Pope: Calls for forgiveness and for resignations
At the end of the trip to Ireland, Francis renews his appeal for forgiveness for the abuses committed by people in the Church. But a dossier by the former nuncio in the US accuses him of covering the misdeeds of former Cardinal McCarrick and calls for him to resign.
Rome (AsiaNews) – The call for Pope Francis to resign is just the latest chapter in the ongoing conflict within the Church between "conservatives" and "progressives". Of course it is an unprecedented fact. Above all for the motive behind the call: that the pope would have covered the misdeeds of Cardinal Theodore McCarrick, accused of sexual harassment against young seminarians.
The charge is made all the more serious by the fact that it came at the climax of the Pope's trip to Ireland, during which Francis repeatedly expressed "shame" and "sorrow" for the abuses that occurred in the past years within the Church, not only Irish.
Again yesterday, during the Mass that concluded the World Meeting of Families, in the Confiteor he read a thought written in Spanish, and therefore evidently in his own hand: " Yesterday, I met with eight survivors who have suffered abuse of power, of conscience and sexual abuse.
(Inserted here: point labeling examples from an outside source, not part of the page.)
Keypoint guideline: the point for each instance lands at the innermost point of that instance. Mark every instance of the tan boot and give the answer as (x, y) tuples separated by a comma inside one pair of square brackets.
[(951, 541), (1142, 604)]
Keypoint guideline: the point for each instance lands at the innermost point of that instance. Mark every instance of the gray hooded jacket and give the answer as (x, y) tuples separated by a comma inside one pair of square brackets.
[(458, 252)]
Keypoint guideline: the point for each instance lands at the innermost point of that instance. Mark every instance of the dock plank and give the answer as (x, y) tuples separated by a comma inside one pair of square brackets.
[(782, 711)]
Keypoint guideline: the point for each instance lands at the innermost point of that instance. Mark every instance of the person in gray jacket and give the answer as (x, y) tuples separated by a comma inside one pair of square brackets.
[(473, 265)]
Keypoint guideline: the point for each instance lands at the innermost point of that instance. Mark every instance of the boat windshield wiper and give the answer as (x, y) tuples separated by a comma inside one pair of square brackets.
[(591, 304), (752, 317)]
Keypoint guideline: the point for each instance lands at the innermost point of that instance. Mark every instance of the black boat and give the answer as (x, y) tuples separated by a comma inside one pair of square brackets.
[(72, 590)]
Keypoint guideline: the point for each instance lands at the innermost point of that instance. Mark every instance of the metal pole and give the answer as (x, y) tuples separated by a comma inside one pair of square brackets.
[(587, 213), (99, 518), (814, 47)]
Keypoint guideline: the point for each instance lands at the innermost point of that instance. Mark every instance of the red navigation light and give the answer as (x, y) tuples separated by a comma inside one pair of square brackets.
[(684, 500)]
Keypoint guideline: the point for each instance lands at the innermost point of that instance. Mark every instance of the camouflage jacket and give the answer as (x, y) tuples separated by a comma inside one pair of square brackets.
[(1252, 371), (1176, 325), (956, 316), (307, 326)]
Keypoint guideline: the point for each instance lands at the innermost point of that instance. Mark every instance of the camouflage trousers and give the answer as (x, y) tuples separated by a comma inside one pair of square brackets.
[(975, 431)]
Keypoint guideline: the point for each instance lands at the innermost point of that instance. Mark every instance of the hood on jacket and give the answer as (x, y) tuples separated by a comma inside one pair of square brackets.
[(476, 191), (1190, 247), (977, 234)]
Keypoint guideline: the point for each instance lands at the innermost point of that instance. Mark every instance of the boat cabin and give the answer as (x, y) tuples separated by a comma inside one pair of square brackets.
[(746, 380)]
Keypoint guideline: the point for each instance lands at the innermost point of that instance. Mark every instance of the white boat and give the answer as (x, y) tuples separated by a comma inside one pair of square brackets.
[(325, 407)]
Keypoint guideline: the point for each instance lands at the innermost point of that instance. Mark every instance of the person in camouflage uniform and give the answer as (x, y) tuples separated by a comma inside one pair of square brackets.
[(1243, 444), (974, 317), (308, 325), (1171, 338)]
Taking up on what they said to me, I want to place before the mercy of the Lord these crimes and ask forgiveness for them. We ask forgiveness for the abuses in Ireland, abuses of power, of conscience and sexual abuse perpetrated by members with roles of responsibility in the Church. In a special way, we ask pardon for all the abuses committed in various types of institutions run by male or female religious and by other members of the Church. Furthermore, we ask forgiveness for the cases of exploitation through manual work that so many minors were inflicted.
We ask forgiveness for the times that as a Church we did not show survivors of all kinds of abuse: compassion and the search for justice and truth through concrete actions. We ask forgiveness.
We ask forgiveness for some members of the Church’s hierarchy who did not take charge of these painful situations and kept quiet. We ask forgiveness.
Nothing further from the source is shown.